BEs used for correcting point mutations can be any kinds of BEs known in the art. In some instances, the BE is an adenine base editor (ABE). In other instances, the BE is a cytidine base editor (CBE). In some embodiments, the BE is selected from the group consisting of BE1, BE2, BE3, BE4, BE4max, AncBE4max, ABE6.3, ABE7.8, ABE7.9, ABE7.10, ABEmax, ABE8e, ABE-SpRY, CBE-SpRY, ABE-CP-1041, and CBE-CP-1041.
The early generations of BEs, including BE1, BE2, BE3, and BE4, are all CBEs converting a G:C bp to T: A bp. BE1 is the first-generation BE comprising a catalytically dCas9 from Streptococcus pyogenes (Sp) fused with a rat deaminase (rAPOBEC1). The dCas9 contains the D10A and H840A amino acid substitutions of Cas9 that abolish the nuclease activity avoiding DSB generation without interfering with its DNA binding capacity. BE2 is based on BE1 further fused with an uracil glycosylase inhibitor (UGI) to the dCas9 to protect newly formed U from excision. BE3 is the third generation of BE replacing the dCas9 of BE2 with a Cas9 nickase (Cas9n containing the D10A amino acid substitution) that nicks the non-edited G-containing DNA strand without generating DSBs. BE4 differs from BE3 as it carries a second UGI conferring a higher editing efficiency and improved product purity.

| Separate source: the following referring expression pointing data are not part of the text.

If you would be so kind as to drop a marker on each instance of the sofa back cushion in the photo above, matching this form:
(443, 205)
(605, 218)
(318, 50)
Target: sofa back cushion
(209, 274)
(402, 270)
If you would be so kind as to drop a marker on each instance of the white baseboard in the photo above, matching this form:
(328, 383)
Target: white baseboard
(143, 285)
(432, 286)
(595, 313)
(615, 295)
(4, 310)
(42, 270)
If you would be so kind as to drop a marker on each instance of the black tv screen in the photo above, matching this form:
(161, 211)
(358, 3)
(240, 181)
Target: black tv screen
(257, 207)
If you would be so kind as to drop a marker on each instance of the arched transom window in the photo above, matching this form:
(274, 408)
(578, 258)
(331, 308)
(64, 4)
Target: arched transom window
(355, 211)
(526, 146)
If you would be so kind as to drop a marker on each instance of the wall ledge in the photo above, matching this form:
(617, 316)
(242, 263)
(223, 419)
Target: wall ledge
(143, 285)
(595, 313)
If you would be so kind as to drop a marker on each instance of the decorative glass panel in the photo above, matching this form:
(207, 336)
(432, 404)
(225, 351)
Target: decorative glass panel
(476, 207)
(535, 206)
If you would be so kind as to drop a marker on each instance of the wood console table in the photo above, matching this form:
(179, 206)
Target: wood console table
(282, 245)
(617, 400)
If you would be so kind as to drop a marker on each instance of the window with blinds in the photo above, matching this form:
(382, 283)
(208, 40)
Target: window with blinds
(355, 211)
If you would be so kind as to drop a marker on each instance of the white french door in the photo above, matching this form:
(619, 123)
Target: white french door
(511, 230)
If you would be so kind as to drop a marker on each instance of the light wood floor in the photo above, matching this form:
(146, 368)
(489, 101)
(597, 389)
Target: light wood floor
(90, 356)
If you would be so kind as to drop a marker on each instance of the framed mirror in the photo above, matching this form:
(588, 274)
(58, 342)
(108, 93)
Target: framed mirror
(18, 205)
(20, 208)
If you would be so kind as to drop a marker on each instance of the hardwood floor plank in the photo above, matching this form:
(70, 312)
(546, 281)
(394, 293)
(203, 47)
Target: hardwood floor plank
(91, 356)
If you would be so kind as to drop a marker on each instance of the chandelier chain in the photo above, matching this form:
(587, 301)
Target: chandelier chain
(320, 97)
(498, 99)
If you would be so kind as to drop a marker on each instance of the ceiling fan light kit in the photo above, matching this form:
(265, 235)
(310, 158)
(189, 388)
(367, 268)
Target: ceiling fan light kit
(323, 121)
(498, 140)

CBEs can be further optimized by modifying the codon usage and the nuclear localization sequences to enhance base editing in mammalian cells (e.g., BE4max, and AncBE4max). For instance, BE4 can be improved by the addition of a bipartite NLS at both N- and C-termini and by codon optimization to generate BE4max. Replacement of rAPOBEC1 with an optimized ancestor rAPOBEC1 homolog—Anc689 that contains 36 amino acid substitutions compared to rAPOBEC1—resulted in the generation of AncBE4max. Both BE4max and AncBE4max exhibit a higher editing efficiency compared to BE4.

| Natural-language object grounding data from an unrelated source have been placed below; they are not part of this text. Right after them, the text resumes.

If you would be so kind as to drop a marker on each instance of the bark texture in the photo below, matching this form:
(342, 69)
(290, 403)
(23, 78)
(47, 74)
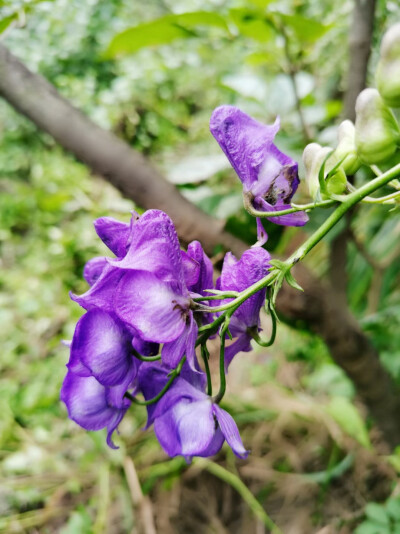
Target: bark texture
(129, 172)
(360, 41)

As disclosed herein, an ABE allows an A:T bp to a G:C bp conversion at a target locus (e.g., RBM20). In some embodiments, the ABE comprises a catalytically impaired nuclease and an adenine deaminase. In some instances, the adenosine deaminase is a dimeric adenine deaminase. In some embodiments, the dimeric adenine deaminase is a heterodimer comprising a wild-type tRNA adenosine deaminase (TadA) and a genetically modified TadA*. As disclosed herein, the genetically modified TadA* comprises one or more (e.g., 1, 2, 3, 4, 5, 6, 7, 8, 9, 10, or more) substitutions of the wild-type TadA amino acid sequence. As disclosed herein, the genetically modified TadA* can deaminates an adenine in a DNA sequence. In some embodiments, the dimeric adenine deaminase is a homodimer comprising two genetically modified TadAs*. In some embodiments, the adenosine deaminase is a monomer adenine deaminase comprising one genetically modified TadA*. ABE6.3, ABE7.8, ABE7.9, and ABE7.10, and ABE8e are examples of ABEs with different mutations in the TadA* domain. In some embodiments, the ABE is selected from the group consisting of ABE6.3, ABE7.8, ABE7.9, ABE7.10, ABEmax, ABE8e, ABE-SpRY, and ABE-CP-1041.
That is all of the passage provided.